The authors conducted an online survey (34 questions) of 89 users of 22 different software products. Users were broken down into researchers (36) and practitioners (53). Software products were categorized as graph databases (GDBMSs), RDF engines, linear algebra software, visualization software, query languages and distributed graph processing systems (DGPSs). In addition to the survey, the authors reviewed user feedback in mailing lists, bug reports and feature requests of the software products. They also reviewed academic literature covering 90 papers from 6 conferences.

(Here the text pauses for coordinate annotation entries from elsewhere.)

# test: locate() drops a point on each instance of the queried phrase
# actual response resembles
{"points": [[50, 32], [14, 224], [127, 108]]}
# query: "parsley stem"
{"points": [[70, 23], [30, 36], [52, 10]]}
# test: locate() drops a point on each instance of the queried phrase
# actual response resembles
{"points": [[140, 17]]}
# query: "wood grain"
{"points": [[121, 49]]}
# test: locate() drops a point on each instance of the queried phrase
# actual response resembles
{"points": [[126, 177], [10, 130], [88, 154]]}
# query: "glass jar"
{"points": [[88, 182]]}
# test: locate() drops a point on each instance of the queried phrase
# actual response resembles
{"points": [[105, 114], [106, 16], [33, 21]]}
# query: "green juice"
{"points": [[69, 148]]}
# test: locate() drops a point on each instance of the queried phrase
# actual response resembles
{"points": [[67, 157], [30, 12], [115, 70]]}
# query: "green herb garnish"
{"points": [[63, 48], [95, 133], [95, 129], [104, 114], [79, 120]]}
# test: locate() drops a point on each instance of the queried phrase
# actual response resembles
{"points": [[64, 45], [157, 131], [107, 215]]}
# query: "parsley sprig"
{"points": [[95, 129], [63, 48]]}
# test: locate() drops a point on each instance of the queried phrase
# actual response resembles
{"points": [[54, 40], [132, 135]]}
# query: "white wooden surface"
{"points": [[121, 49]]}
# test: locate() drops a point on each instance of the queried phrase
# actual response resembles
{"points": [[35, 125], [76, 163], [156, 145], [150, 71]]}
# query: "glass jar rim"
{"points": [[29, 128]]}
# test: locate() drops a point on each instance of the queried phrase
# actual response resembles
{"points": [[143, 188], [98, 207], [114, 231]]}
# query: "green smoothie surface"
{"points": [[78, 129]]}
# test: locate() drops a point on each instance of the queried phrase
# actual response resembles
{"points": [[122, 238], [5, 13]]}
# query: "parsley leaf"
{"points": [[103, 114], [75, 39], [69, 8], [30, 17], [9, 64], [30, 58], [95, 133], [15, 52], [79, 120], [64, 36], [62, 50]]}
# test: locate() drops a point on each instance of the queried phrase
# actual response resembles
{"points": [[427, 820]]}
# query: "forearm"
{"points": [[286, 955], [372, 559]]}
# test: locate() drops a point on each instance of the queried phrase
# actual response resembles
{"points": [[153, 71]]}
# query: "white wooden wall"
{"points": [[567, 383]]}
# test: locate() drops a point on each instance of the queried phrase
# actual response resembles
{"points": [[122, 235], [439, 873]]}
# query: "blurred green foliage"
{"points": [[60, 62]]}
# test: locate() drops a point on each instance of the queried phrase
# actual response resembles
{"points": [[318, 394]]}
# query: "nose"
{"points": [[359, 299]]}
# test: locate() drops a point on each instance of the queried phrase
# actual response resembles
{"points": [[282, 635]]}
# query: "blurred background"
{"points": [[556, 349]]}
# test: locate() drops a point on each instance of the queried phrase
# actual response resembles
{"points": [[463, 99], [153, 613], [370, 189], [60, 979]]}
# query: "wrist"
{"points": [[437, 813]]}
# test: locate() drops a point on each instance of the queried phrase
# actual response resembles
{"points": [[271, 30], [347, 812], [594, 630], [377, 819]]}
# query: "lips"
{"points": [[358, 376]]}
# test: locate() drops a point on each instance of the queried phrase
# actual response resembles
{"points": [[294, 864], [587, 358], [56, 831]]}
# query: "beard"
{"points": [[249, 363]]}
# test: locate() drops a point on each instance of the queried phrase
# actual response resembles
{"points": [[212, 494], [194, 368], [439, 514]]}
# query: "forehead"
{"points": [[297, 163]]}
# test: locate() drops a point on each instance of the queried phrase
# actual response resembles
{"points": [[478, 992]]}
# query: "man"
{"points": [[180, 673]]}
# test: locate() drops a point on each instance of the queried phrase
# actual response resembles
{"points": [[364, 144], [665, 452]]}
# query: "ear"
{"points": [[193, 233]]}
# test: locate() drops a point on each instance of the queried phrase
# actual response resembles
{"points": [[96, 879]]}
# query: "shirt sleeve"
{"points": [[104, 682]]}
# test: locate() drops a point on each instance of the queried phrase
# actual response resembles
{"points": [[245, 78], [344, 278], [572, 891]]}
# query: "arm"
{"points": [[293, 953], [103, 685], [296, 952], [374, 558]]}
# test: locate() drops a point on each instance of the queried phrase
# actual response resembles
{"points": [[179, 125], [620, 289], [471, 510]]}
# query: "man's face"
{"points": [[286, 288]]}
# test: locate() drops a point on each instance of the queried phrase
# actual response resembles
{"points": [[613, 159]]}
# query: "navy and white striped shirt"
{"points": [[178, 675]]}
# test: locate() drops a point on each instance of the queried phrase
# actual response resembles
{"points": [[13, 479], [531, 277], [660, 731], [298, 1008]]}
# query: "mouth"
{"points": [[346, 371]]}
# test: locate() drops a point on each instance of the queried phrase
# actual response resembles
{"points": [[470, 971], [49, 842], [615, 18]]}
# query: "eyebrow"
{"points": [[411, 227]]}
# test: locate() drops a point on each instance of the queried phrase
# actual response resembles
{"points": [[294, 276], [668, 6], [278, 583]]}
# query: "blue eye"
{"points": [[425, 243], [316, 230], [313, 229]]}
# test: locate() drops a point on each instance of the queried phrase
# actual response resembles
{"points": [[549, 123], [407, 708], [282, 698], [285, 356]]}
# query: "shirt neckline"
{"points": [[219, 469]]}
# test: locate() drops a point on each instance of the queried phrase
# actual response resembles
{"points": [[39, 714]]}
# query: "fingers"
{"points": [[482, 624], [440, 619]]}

Key findings on graph datasets

Graph represent a wide range of entities: human, non-human (52 kinds), RDF and scientific. Product graphs were the most common non-human entities in practitioner’s graphs. Authors state a product graph benchmark would be useful.
Large graphs were common across companies of all sizes and domains - 20 (12P/8R) have graphs with 1B+ edges and 27 (10R/17P) have graphs with 100M+ vertices. When following up with additional users via email, 42 reported graphs with 1-10B edges, 17 with 10B-100B edges, 7 with 100B+ edges.
All participants, except 3, reported storing properties on vertices/edges. No breakdown of property type by vertex/edge or number stored on vertex/edge is provided.
40 participants reported having static graphs, 55 reporting having dynamic graphs and 18 streaming graphs (where some information is discarded after some time period).

Key findings on graph computations

The most popular computation is finding connected components. Hypothesised as a pre-processing step for further computations.
Other types of computations reported were neighbourhood queries, shortest path, subgraph matching, ranking/centrality scores, aggregations, reachability queries, graph partitioning and node similarity.
61 participants use ML on graphs to solve community detection, recommendation system problems and for link prediction. Clustering/classification most popular type of computation.
32 participants reported performing incremental/streaming computations. Although it is unclear what software they use.

Key findings on type of software used

GDMBSs most popular. Author’s highlight sampling bias.
RDMBSs still used by 21 participants (16 of them also used a GDBMS). Authors suggest a pipeline in which RDBMSs are used for transaction processing then an ETL process into a GDBMS for analytics. This seems the obvious way an enterprise would add graph processing capabilities to their existing pipeline without a major overhaul.
Only 6 participants used DGPS, yet it they are heavily studied in academia.

Key findings on challenges

User’s find loading, updating, performing computations e.g. traversal on large graphs a bottleneck.
Query languages have low expressibility and lack standards compliance. Users want query composition and to be able to query across multiple graphs.
Graph visualization is massively important to users.
User’s want the ability to process high-degree vertices in a special way.
User’s want to add hyperedges, versioning, schema and constraints e.g. graph being acyclic and triggers: adding a property to vertices during insertion to systems.
For DGPSs users want more off the shelf algorithms and the ability to generate different types of synthetic graphs, k-regular graphs, random directed power-law graphs.

Other comments

The section of on workloads focuses on time taken in certain components of the lifecycle. It would have been interesting to break workloads down by read/write ratio and relative frequencies of query types.